The scar tissue had already filled in the squares on the woman's skin, leaving tender pink bubbles that would stay with Margaret through the remainder of a life that had just become much longer.

Anders leapt to his feet, knocking the coffee table onto its side. He swayed there momentarily to regain his equilibrium and slapped his hand over his mouth. He bent back over and snatched his case and scalpel and jammed them into his pocket.

His cheeks bulged outward with the force of the fluids exploding from his guts.

'Thank you,' Proctor said, trying to take Anders's right hand to shake it, but the younger man just lowered his shoulder and plowed right through him, sending him careening to the floor.

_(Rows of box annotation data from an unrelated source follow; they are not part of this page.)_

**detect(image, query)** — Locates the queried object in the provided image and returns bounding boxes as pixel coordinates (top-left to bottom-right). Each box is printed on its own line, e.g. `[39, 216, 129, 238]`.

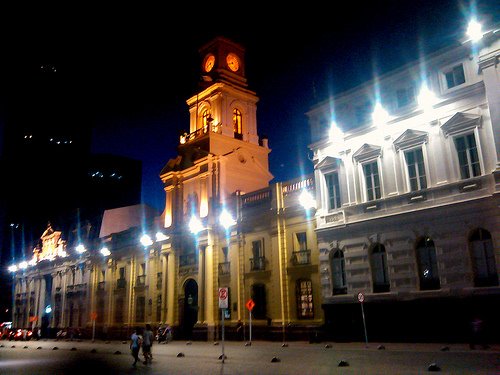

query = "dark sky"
[2, 0, 500, 209]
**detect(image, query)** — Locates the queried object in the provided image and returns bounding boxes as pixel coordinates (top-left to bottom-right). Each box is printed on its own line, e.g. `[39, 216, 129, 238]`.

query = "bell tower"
[161, 37, 273, 226]
[160, 37, 273, 339]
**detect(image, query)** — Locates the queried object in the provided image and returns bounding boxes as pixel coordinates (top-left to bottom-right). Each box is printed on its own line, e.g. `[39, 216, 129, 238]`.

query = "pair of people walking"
[130, 324, 154, 366]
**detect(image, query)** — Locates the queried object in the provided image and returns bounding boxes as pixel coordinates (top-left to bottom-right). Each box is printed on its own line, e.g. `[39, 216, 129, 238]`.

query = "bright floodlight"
[299, 190, 316, 210]
[101, 247, 111, 257]
[141, 234, 153, 247]
[219, 210, 236, 230]
[467, 20, 483, 42]
[8, 264, 17, 272]
[372, 103, 389, 125]
[76, 244, 87, 254]
[417, 85, 437, 110]
[189, 216, 203, 234]
[155, 232, 170, 241]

Anders staggered through the darkness, finally finding the door to the hallway and yanking it open. He was barely a couple of steps into the hallway when he sprayed a flume of vomit through his fanned fingers, shaking it to fling the remainder onto the dirty carpet. It felt as though his insides were being liquefied, the acids in his stomach churning ferociously. He needed to get the disease back out before it started to take root.

A 'Closed for Repairs' sign hung on the elevator, but it wasn't fooling anyone. It was the same all across town. With the escalating cost of electricity, elevators were a luxury only the elite could afford.

Shouldering through the door next to it, he stumbled down the stairs with the smell of urine all around him. He held tightly to the railing as his weak knees repeatedly gave out, forcing him to catch himself before tumbling down to the next landing. Time lost all meaning in the grip of such phenomenal pain. He wasn't sure how many floors he had passed or how many he had left until he reached the bottom and there were no more stairs to descend. He thrust his hip against the release bar and nearly knocked the rust-spotted metal door off its hinges.